3. Reshaping the cost base – support functions
This involves analysing, in considerable detail, where the business is spending its money, how levels of spend in different areas index against each otherand benchmark norms, as well as and how this spending links to the company’s trading essentials. The first place where the focus really falls in this is indirect costs – that is to say, in support functions (rather than core operational functions) such as Finance, HR, Marketing, Sales, IT, etc. These areas will be examined both in terms of their people and non-people costs. Which functions carry the greatest cost to the business and what value are they bringing? Often what we’re looking for here is signs of inefficient allocation of resources or spend – duplication, inefficiencies, wastage. For example, I carried out some work for one global business that employed over 50 legal firms to advise it, with multiple firms covering the same specialist areas of law. Working with the General Counsel, it was possible to rationalise these down to a smaller number of firms, creating economies of scale that increased efficiency and generated savings. In terms of people costs, we use industry benchmarks and our own experience and analysis to determine whether efficiencies can be driven. It’s usually possible to do so with careful examination of the activities that are being conducted.
4. Reshaping the cost base – direct costs (products and customers)
This is a complex area, and is highly bespoke to each business, so takes some time. It also requires a degree of caution because if the wrong decisions are taken in regards to such fundamentally important areas, it can have long-term detrimental effects. With products, the focus is on understanding which products make the most profit and prioritising them, and which products are unprofitable, and eliminating those. I am on the look-out for signs of niche products which have disproportionate influence over a company’s product mix – we want to avoid situations where the tail is wagging the dog. It’s something that happens a lot in the FMCG world – those speciality products that someone somewhere in the management team has a fondness for, but which sell in small numbers, and are produced in small batch runs that interrupt the main production line.
It's a similar principle with customers. Which customers generate the most profit? Which customers are least profitable and/or have the highest cost to serve? Which accounts pay fastest and are the easiest to administrate and run?
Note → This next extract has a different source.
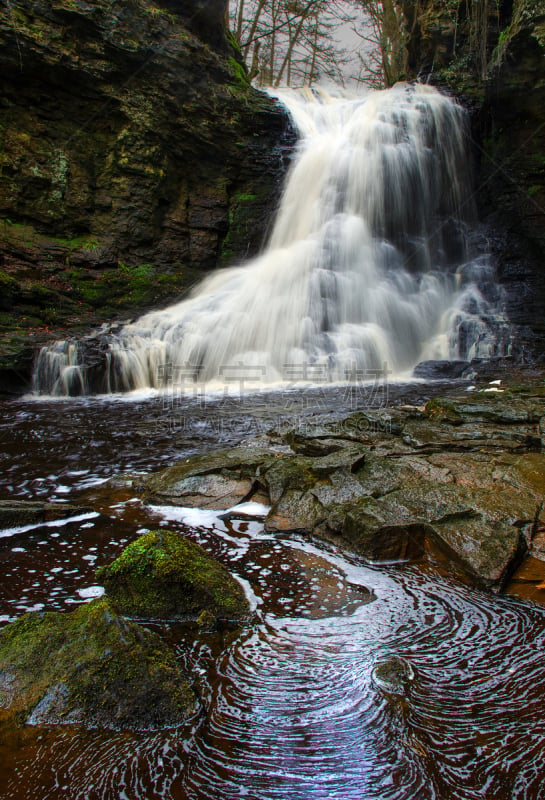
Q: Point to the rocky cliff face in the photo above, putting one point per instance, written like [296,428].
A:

The aim, in a turnaround situation, must be to make maximum margin from each and every sale and to ensure the cash conversion cycle of customer orders is minimised as far as possible. It may be necessary to slim down operations and focus on major, most profitable and fastest paying customers in the short term. This is also likely to allow the business to reduce its inventory holdings, further reducing cash flow pressure.
5. Other major running costs (property, headcount)
Property is usually a longer-term play as it takes time to make disposals or exit leases – but there are usually significant options here. Meanwhile, it is a difficult and often emotional step for management to start thinking about headcount on a significant scale. Businesses, rightly, place great value in their people. In most cases, it’s a step that’s only arrived at once all the other measures have been exhaustively pursued. However, it is good management discipline to challenge manpower levels on a regular basis to eliminate any unnecessary cost creep.
In recent months, we have been seeing significant, growing demand from clients for liquidity analysis and advice. Whether this turns into a rise in turnaround situations requiring rapid cost out remains to be seen. But however things transpire, it is clear that there are lots of avenues and mechanisms that can be pursued to bring the cost base under more manageable control – and we will work side-by-side with management to find the best and most sustainable long-term solutions to help the business emerge stronger and fitter on the other side.